静岡市にある子どもの本専門の資料館「遊本館」の館長を務めていた清水達也が1988年に発売した作品です。
ある日、可愛がっていた文鳥のピッピが誘拐されてしまいます。ピッピを取り返すため、バンユウと妹のしのの二人で犯人を追うというお話です。


物語ではない実際の探偵は?


今回紹介した物語に登場する探偵は、事件を解決したり犯人を捕まえたりしています。
しかし、実際の探偵はそのようなことはしません。
現実世界で事件解決・犯人逮捕をするのは警察の仕事です。

では、現実世界の探偵の仕事とは、どのようなことなのでしょうか?
現実世界の探偵は、浮気調査や人探し調査、素行調査など個人のトラブルを解決するのが仕事です。

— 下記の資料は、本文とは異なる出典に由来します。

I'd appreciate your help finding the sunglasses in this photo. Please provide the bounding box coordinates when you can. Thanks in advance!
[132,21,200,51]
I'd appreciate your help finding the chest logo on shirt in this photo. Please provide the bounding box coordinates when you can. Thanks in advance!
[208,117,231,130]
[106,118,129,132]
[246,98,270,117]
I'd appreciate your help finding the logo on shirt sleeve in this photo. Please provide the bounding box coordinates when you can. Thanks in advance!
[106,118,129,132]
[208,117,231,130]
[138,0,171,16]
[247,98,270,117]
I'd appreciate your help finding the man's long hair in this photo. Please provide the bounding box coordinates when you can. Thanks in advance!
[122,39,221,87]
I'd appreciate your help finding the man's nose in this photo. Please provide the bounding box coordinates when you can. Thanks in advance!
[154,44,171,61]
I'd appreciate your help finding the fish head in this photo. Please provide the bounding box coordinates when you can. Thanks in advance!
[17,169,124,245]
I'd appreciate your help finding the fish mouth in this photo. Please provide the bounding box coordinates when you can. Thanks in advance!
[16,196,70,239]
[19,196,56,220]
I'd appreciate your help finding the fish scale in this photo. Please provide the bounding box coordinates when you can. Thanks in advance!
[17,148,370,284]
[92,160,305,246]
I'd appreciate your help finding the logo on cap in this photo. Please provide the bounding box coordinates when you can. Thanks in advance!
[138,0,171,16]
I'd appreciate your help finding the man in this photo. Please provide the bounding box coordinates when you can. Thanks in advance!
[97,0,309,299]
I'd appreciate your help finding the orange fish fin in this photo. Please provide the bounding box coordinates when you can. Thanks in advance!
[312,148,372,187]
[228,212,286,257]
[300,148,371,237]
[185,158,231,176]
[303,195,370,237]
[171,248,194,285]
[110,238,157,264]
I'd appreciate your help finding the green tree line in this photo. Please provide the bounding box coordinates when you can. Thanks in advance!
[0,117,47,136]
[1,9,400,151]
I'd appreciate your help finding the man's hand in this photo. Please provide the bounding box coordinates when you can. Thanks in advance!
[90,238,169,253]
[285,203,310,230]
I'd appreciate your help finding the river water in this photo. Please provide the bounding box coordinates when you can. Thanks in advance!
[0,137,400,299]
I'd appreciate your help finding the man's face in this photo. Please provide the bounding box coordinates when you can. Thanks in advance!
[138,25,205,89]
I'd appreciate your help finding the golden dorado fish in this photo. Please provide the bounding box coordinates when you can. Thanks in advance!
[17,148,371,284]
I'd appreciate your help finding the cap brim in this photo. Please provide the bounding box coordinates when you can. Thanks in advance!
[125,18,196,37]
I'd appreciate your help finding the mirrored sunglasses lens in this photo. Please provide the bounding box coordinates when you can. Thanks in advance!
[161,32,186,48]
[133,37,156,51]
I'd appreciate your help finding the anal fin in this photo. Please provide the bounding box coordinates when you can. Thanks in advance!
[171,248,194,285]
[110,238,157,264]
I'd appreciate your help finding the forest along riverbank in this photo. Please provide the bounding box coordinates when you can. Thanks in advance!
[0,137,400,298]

参考:探偵選びの前に知っておきたい信頼できる探偵の特徴とは?


「探偵業の業務の適正化に関する法律」で、探偵は聞込み、尾行、張込みその他これらに類する方法により実地の調査を行いその調査の結果を当該依頼者に報告する業務を行う営業をいう。とあり、合法な調査と違法な調査の線引きがされています。
警察とは違い、できる調査に厳しい制限があるということです。
そのため、もちろん法律に違反した場合は刑罰を科されますし、営業停止命令・廃止命令などの処分を受けることとなります。

参考:探偵業の業務の適正化に関する法律


この「探偵業の業務の適正化に関する法律」は、探偵業運営の適正を図る目的で平成19年に施行されました。
しかし、今もなお杜撰な調査を行う悪質探偵社が存在します。
童話に登場する探偵は、正義感が強く、地道な努力を重ねて事件を解決しようとしますが、現実に存在する探偵はそのような探偵ばかりではない、ということです。
違法な調査を行う探偵や、料金の水増しを行う探偵などが少なからず存在しています。
探偵に調査を依頼するときは、悪徳業者に依頼してしまわないよう、しっかりと良い探偵社を選ばなければなりません。